# Dimensionality Reduction - PCA

## What you'll learn in this course 🧐🧐

<a href="https://scikit-learn.org/stable/modules/generated/sklearn.decomposition.PCA.html#sklearn.decomposition.PCA.fit_transform" target="_blank">PCA</a> stands for *Principal Component Analysis*. The goal of this unsupervised algorithm is to create a linear combination of features that will transform your initial dataset into a smaller dataset. 

In this course, we will learn: 

* What is Dimensionality Reduction and why do we use it
* What is PCA
* What is a covariance matrix
* What are eigen-values and eigen-vectors
* What is SVD algorithm
 

## Dimensionality Reduction 🦊🦊

There is this misconception in data science that the more explanatory variables we have at our disposal, the better the model we can derive from them. 🙅‍♀️

This is only **partially true**.

The goal of a data scientist is not always to create a model that is an excellent predictor of reality. Regardless of their complexity, not all problems are similar to image classification. 

It is often a matter of **extracting relevant information** that can be understood by non-specialists, such as in sociology, economics and many other fields. 👌

As always in data science, the important thing is to produce results that are useful in a given context. 🚀 Other times, we come up against technical constraints, because the equipment at our disposal is not very efficient, or because we want to better understand data with which we are not very familiar.
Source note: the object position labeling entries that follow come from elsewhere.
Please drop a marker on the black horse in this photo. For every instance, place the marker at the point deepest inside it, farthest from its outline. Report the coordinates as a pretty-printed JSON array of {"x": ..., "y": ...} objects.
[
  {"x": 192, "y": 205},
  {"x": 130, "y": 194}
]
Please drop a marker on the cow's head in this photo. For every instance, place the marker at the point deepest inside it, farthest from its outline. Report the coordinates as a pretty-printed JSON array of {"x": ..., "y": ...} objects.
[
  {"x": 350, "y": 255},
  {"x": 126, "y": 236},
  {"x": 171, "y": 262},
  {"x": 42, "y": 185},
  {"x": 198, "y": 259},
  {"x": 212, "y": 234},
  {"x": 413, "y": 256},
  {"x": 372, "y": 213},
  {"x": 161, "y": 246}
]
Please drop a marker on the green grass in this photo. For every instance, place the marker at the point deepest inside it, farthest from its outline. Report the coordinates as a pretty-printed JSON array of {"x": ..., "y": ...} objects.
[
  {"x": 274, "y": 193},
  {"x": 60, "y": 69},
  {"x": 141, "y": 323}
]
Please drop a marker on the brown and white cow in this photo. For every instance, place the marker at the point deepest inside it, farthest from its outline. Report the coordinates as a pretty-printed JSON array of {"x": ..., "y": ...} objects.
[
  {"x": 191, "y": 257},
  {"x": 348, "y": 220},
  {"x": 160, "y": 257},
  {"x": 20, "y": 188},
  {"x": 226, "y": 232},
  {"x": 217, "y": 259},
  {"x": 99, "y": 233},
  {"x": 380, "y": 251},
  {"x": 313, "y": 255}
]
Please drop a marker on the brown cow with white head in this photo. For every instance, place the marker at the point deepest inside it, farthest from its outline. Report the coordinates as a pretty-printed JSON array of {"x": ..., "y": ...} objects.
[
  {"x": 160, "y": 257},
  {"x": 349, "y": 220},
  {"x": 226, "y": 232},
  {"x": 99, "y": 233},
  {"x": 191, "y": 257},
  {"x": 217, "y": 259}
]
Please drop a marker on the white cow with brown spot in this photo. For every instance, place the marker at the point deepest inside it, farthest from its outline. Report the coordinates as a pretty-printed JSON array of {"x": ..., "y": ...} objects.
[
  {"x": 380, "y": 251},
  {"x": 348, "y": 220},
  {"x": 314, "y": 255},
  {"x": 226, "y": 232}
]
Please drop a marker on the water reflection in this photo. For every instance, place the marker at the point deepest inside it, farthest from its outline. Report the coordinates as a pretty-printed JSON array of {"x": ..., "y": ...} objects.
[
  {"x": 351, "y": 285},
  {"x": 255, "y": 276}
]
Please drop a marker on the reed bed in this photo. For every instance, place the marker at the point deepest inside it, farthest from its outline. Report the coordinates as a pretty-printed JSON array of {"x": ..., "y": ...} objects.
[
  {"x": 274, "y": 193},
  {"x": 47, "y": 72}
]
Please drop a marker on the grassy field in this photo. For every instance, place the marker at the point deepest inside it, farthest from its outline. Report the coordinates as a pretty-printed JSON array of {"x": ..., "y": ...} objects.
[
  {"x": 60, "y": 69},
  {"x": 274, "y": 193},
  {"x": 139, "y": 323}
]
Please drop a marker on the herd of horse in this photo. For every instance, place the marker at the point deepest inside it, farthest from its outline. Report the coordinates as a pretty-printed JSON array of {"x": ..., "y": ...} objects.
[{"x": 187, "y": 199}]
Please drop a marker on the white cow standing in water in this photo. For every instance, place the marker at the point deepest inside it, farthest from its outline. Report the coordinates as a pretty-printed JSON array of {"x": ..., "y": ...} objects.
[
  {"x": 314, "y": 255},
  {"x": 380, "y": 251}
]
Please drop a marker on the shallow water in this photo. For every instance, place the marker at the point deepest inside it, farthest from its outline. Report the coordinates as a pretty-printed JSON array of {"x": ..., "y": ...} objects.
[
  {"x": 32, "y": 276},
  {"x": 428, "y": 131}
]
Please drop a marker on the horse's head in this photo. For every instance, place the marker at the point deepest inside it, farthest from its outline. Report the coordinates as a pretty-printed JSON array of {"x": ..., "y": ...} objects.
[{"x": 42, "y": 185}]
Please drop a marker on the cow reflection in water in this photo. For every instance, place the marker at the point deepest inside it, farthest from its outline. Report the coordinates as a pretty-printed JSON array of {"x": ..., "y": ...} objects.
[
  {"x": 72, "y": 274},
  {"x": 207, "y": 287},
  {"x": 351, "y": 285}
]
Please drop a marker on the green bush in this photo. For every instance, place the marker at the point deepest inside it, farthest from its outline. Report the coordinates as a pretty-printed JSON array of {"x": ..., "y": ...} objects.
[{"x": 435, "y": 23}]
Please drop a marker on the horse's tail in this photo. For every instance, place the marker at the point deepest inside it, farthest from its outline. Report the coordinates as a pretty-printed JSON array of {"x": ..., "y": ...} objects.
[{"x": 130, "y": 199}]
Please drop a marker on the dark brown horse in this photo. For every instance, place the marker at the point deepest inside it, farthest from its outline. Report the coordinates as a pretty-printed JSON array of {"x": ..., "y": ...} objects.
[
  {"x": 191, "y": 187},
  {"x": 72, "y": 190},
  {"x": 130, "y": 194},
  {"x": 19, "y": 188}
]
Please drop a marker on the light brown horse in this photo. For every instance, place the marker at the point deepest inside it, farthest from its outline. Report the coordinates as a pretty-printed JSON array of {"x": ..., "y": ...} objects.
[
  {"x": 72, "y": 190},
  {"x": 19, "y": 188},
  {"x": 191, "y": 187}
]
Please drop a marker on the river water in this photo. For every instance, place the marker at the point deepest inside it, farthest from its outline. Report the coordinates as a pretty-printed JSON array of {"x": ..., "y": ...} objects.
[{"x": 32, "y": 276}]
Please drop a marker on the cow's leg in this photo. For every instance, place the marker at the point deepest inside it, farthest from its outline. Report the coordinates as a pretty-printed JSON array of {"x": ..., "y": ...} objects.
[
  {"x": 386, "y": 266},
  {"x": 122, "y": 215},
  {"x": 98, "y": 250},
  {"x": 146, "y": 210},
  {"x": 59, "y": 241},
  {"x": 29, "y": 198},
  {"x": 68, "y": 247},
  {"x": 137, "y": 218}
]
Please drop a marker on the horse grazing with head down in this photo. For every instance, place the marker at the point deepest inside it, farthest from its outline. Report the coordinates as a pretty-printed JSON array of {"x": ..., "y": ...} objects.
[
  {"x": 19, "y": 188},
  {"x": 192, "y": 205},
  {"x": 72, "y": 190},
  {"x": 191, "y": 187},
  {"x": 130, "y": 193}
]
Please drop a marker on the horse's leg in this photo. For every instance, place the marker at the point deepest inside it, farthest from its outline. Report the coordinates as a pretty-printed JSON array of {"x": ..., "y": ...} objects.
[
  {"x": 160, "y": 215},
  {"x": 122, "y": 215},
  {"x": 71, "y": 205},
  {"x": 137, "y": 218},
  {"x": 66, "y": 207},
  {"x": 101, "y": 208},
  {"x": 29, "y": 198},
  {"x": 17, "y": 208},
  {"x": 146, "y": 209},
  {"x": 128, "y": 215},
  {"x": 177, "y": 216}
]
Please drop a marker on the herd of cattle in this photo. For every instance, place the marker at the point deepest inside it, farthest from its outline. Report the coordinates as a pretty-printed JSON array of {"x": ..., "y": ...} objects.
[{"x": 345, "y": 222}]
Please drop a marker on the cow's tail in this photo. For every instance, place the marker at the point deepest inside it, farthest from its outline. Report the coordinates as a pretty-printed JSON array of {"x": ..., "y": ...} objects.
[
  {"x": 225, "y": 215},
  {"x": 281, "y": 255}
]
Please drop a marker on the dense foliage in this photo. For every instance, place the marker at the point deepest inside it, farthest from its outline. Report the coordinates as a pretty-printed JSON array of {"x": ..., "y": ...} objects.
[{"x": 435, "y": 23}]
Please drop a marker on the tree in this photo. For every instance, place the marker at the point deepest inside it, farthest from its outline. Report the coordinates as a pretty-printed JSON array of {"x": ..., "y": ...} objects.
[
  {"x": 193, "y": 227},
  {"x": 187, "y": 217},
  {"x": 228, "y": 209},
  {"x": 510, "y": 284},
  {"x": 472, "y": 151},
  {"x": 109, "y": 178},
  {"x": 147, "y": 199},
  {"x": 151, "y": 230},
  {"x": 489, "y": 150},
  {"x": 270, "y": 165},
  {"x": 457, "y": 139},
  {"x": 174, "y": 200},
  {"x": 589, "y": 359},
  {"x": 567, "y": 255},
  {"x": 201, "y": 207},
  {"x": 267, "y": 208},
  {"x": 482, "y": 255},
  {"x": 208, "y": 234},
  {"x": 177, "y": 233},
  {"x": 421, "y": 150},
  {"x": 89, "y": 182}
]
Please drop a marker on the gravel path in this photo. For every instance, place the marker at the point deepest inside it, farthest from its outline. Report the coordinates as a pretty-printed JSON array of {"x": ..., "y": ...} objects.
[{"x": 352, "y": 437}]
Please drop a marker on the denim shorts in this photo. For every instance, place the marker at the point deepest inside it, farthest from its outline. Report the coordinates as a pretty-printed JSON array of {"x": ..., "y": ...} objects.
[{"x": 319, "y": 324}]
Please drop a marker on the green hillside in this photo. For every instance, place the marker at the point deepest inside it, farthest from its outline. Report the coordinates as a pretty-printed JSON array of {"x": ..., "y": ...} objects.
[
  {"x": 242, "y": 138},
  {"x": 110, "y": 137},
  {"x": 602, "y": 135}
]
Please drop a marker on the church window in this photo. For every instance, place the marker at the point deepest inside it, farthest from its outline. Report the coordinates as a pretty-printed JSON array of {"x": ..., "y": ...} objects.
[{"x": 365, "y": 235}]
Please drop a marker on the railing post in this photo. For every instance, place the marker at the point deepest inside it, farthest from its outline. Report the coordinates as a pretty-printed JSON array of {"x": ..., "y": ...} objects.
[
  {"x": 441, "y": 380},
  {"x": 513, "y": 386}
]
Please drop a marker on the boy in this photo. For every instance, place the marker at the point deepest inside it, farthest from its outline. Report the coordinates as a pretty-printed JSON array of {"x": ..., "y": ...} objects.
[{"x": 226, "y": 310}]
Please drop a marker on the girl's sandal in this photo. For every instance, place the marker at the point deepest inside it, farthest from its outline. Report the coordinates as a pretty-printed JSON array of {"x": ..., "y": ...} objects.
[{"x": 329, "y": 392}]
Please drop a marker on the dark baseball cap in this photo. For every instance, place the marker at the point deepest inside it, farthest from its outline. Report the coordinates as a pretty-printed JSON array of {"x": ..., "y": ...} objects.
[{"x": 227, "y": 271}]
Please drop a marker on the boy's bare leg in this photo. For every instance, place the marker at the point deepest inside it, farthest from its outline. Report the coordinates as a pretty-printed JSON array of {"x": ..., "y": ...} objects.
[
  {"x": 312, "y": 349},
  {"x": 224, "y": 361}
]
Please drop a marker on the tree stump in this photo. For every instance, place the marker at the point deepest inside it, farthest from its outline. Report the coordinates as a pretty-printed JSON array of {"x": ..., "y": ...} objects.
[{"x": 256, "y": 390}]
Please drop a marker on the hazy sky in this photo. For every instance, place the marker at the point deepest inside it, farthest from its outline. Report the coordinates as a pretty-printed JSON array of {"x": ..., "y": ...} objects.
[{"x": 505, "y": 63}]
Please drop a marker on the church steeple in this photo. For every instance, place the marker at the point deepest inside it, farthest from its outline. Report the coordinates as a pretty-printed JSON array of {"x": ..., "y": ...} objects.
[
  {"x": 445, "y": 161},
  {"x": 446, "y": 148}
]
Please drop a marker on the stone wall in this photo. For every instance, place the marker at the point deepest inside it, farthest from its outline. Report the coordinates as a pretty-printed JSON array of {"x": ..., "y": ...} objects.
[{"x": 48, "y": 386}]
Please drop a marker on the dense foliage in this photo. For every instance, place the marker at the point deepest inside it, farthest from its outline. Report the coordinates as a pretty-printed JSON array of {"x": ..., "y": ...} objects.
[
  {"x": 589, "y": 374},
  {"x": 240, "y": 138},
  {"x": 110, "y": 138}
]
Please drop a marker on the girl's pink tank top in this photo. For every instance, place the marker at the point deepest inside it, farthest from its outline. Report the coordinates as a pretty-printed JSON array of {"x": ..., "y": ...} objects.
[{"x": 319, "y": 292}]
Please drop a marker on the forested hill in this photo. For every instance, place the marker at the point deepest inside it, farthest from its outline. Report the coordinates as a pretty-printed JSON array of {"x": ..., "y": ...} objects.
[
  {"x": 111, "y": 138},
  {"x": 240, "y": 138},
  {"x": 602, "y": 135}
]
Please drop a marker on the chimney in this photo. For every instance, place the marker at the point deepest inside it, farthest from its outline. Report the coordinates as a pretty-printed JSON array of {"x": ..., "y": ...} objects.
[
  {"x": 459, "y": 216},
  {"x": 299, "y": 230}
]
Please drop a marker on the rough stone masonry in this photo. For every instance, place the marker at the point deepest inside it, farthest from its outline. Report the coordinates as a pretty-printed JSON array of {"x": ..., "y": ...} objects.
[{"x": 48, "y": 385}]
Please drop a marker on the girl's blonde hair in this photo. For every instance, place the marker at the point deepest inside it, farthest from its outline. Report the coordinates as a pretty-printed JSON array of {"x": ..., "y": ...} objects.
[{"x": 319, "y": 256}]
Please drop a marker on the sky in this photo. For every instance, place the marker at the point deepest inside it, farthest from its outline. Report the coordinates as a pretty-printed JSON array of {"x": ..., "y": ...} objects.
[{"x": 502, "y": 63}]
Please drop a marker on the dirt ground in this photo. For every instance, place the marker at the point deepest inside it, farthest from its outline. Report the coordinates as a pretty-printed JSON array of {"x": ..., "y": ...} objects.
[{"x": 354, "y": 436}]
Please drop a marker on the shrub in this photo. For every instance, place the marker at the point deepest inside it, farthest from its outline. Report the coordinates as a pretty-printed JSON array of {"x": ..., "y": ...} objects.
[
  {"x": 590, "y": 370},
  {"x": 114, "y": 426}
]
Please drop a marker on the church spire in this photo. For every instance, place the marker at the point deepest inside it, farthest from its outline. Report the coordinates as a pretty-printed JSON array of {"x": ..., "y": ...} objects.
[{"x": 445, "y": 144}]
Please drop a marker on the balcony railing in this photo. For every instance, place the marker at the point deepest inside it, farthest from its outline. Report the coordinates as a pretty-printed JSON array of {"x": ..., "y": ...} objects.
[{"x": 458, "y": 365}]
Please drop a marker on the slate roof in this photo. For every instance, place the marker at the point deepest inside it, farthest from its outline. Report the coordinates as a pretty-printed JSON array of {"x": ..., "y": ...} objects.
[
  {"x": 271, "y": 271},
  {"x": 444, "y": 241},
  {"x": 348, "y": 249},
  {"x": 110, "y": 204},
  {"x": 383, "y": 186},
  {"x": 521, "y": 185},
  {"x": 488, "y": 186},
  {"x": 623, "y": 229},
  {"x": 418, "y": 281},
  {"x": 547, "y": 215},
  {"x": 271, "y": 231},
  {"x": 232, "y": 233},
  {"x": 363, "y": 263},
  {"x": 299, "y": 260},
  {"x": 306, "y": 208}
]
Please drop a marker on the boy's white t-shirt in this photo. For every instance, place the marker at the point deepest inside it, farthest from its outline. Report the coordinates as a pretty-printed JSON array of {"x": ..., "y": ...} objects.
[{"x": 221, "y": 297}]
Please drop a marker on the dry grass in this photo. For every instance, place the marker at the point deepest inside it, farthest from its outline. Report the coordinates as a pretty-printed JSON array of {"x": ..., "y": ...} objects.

In fact, it is essential to use techniques that allow you to summarize information in a relevant and simple way. These different techniques can be categorized as size reduction, starting with a large number of variables that form a large space and then moving to a smaller space.

### Visualisation 

One use case of dimensionality reduction is to easily visualize data. If you take a 4-D dataset, you won't be able to draw a graph representing that data.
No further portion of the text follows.